Grip strength is often an overlooked area in the overall health and fitness. It’s usually a limiting factor for several other lifts and something that can produce excellent results on more established lifts.
A strong grip is an essential element of exercise as it forms the foundation for good hand strength. Hand grippers make lifts easier. Grip exercises increase hand strength, which enables you to perform routines with greater stamina.
Effective Exercises to Improve Grip Strength Using Hand Grippers
Grip strength exercises can be divided into several types, each one targeting a different muscle group. Here are the most common types:
1. Hand Extension
This exercise may look easy, but it's pretty hard! It trains the muscles needed for grip strength. It also keeps your hands and wrists healthy and balanced, which prevents many types of injuries.
This exercise isn't technically a grip exercise, but it is a good preliminary workout to get your hand and wrist muscles to train hard so that you can prevent injury and overuse of those muscles. It improves your grip strength!
2. Open Crush Grip
This hold comes in handy for opening jars; plus it's great for building your open crush grip strength.

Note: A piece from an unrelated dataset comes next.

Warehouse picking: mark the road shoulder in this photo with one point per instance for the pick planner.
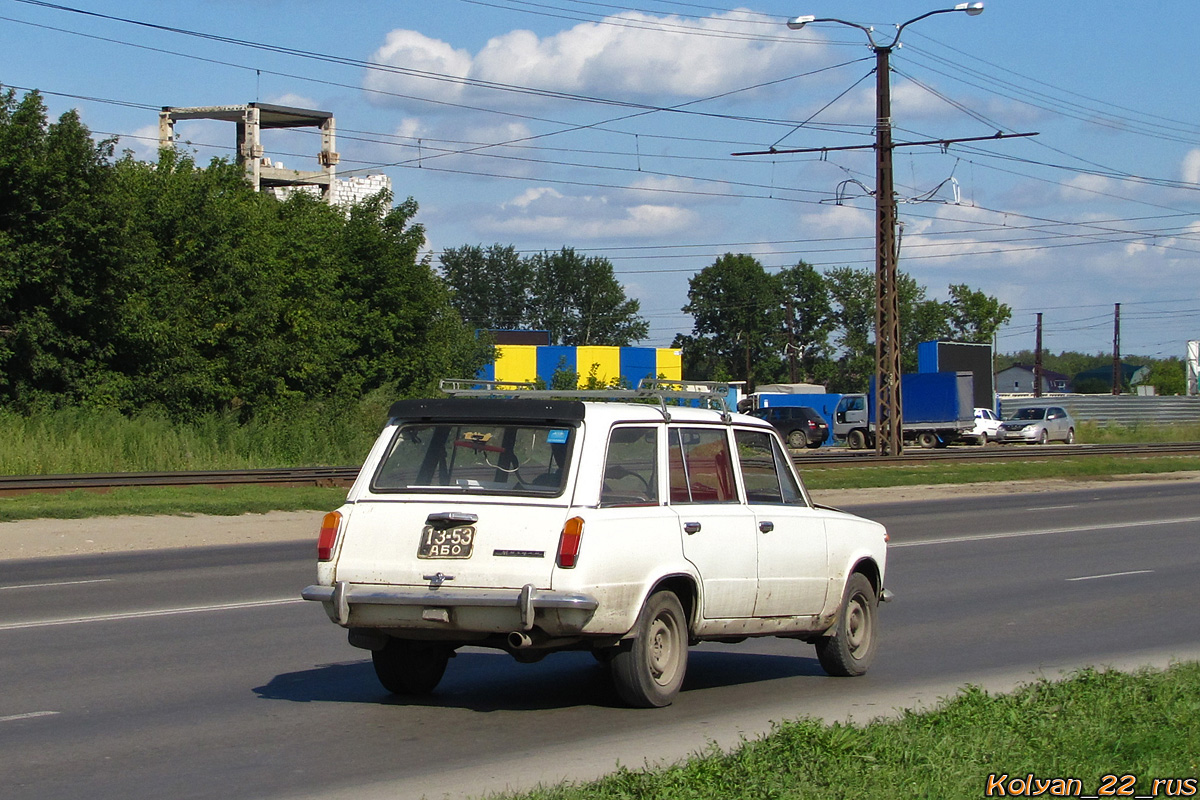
(31, 539)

Whether using metal or thick bars, your fingers should be spaced apart and have a wide open arch. Your thumb should be above your fingertips. The purpose of crushing objects together in the gym is believed to increase pinch grip, but remember the rush grip is just as crucial as the pinch grip.
3. High Rep Grip Exercise
High reps using grippers is a great way to build your grip strength endurance, which increases your ability to hold onto objects for longer duration. The 15-20 rep range is standard with high reps. It's also ideal as a warm-up before heavier sets with greater resistance.
As you build your strength endurance, you can hold on to objects for longer. That's how you get jacked-up hands.
4. Pinch Grip
Use your little finger to pinch. It improves grip strength and is crucial for a number of tasks around home. Try doing rows of pinching, alternating which hand is dominant and which is the support. While continuously pinching the object, gradually increase the pressure. As you increase pressure, your grip strength will naturally improve.
5. Crush Grip
A crush grip is the action of closing your hand around something and squeezing it. When you hold a dumbbell in your hand, you perform the same set of motions.

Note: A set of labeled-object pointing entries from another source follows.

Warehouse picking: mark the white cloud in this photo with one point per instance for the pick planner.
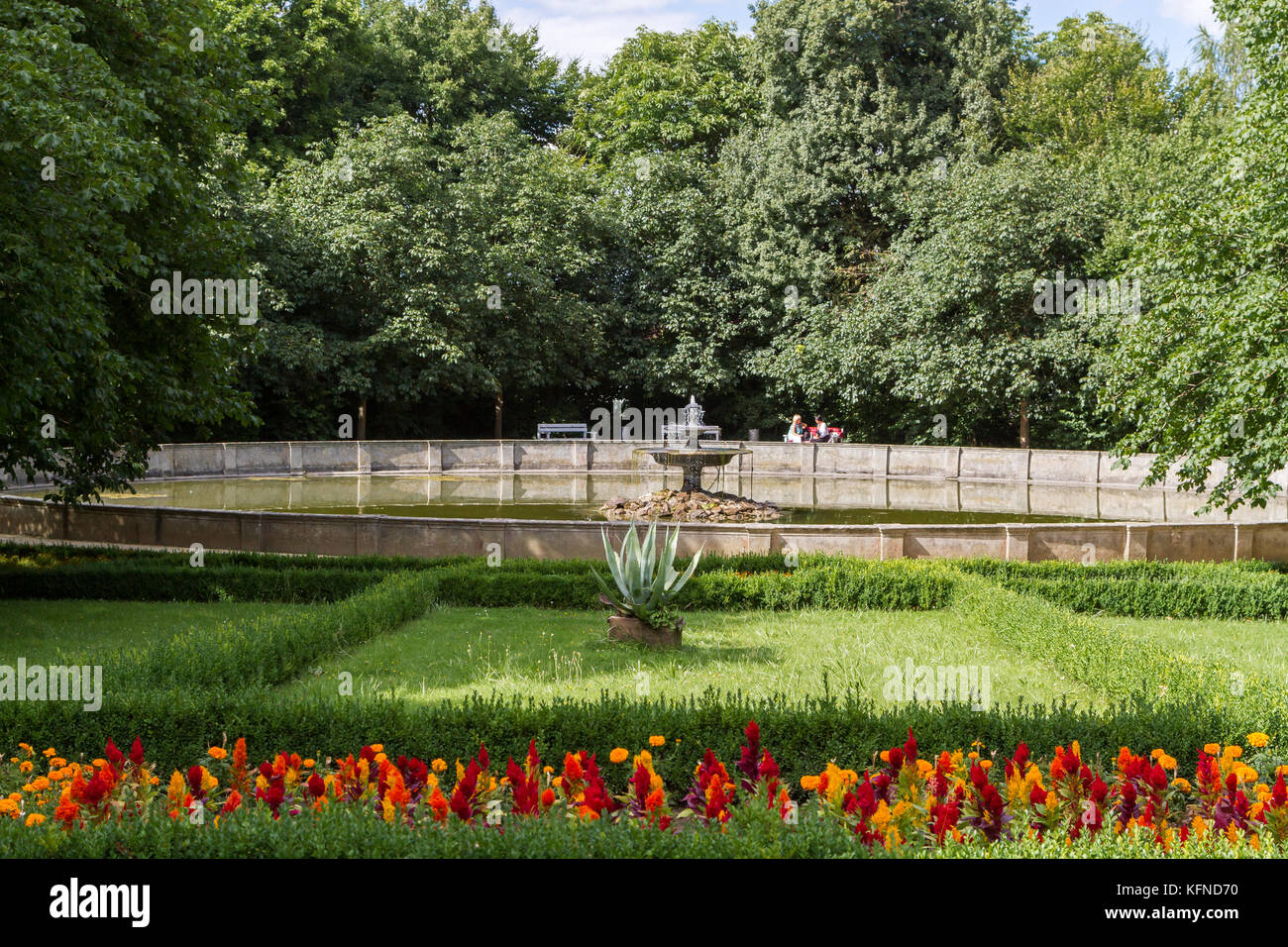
(1193, 13)
(593, 30)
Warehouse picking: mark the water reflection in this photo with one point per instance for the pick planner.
(579, 496)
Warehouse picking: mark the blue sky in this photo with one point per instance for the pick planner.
(593, 29)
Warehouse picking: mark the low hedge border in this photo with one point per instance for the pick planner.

Why Hand Grip Strenghtening Is Important?
For those interested in getting stronger, strong hands are a no-brainer. Without strong arms, it's unlikely that you'll be able to lift more weight during your workout. But if you want to decrease body fat or burn more calories, you'll want to lift more weight during your workout.

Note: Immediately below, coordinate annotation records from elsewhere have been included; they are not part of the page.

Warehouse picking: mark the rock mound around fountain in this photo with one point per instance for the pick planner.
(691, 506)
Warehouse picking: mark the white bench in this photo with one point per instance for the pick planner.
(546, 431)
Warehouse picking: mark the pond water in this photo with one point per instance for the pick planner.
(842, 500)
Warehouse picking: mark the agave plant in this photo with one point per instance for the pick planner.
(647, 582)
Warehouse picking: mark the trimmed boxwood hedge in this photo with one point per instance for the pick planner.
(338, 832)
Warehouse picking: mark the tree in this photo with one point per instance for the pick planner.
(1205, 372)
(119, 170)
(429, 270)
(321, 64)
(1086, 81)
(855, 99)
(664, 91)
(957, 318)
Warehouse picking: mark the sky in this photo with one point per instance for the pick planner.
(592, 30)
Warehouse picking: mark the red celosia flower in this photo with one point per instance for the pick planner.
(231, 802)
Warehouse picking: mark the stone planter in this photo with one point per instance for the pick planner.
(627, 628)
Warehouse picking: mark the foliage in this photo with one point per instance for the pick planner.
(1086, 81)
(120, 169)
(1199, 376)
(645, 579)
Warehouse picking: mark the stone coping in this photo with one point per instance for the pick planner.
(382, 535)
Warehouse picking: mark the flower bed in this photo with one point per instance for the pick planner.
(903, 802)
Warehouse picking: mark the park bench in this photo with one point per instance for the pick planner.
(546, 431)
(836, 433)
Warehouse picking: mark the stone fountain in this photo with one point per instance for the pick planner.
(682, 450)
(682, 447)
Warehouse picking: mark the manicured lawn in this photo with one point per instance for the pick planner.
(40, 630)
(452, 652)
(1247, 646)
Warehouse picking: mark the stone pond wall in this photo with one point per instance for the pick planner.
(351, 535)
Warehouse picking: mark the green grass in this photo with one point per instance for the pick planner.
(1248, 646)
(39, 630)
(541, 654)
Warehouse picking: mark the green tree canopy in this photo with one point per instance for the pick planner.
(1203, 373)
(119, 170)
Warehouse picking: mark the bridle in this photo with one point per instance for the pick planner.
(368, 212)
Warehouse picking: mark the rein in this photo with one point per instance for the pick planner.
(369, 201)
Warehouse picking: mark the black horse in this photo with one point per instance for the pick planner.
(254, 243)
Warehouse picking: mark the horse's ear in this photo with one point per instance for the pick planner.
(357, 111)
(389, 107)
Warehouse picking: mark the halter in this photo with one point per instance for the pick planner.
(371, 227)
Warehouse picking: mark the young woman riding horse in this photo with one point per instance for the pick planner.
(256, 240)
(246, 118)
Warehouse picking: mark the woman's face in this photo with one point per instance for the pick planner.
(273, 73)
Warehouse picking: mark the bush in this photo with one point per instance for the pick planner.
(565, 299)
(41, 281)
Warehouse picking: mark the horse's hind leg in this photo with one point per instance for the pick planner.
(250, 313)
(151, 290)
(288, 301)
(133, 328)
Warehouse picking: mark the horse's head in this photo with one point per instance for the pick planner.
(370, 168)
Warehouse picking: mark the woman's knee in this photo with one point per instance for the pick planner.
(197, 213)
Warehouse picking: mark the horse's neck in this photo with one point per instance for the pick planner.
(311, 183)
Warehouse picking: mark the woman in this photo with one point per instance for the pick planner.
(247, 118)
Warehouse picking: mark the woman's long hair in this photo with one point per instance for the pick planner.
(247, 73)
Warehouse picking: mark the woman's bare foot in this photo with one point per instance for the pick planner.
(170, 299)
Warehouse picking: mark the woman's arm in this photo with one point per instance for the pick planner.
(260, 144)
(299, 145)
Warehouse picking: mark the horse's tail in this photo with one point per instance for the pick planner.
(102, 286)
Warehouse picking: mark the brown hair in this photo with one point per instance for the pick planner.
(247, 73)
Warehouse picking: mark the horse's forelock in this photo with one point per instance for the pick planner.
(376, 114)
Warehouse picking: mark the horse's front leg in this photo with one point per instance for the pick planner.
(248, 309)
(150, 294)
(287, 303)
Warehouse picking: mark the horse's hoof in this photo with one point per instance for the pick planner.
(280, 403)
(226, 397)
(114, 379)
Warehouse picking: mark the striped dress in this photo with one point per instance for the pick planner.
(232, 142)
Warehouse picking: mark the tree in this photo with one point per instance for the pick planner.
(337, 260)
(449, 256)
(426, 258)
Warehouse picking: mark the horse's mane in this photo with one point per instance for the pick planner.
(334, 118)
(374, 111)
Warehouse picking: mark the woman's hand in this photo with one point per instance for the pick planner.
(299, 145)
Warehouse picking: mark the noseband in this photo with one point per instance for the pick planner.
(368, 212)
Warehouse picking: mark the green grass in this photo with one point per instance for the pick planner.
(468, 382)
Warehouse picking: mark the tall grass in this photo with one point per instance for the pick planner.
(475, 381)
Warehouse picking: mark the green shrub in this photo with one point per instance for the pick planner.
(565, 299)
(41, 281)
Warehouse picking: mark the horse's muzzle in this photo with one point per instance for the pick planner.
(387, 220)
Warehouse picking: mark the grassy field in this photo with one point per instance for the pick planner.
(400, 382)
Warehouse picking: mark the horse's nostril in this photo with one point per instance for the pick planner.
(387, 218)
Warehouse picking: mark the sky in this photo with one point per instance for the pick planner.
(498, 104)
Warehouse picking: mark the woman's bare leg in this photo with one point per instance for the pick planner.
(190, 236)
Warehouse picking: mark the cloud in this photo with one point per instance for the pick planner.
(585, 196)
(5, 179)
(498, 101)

It's also important to exercise your grip muscles as they can help prevent pain due to chronic inflammation, tendonitis, and carpal tunnel syndrome.
Your body may respond to exercise by strengthening other muscles in your shoulders, arms, and back. The rotator cuff muscles are especially important because they help keep your shoulder joints healthy.
When you squeeze your fist as hard as you can, all the muscles in your arm and even your core will tighten up. Use this technique during exercises like bench presses or deadlifts to instantly lift more weight and protect your shoulders!
Benefits
1. Your forearms will get more muscular when you exercise them with hand grips. The muscles that control your fingers, flexors, and extensors are the ones benefited. These muscles control the closing and opening of your hand.
2. When you work out with hand grips, your hand endurance automatically goes up because you are increasing the amount of force that your hands can apply. Another way to improve your hand endurance is by increasing the length of time that you can apply pressure.
3. Another fantastic advantage of hand grips is increased strength in your fingers, wrists, and forearms. This will help you in several ways, around the house, in the gym, and at the tennis court.
Takeaway
If you are looking for a way to challenge yourself and your grip strength, then hand grip exercises will add value to your training. The main thing to remember is to never compromise form for more weight and slow down at the start of every set.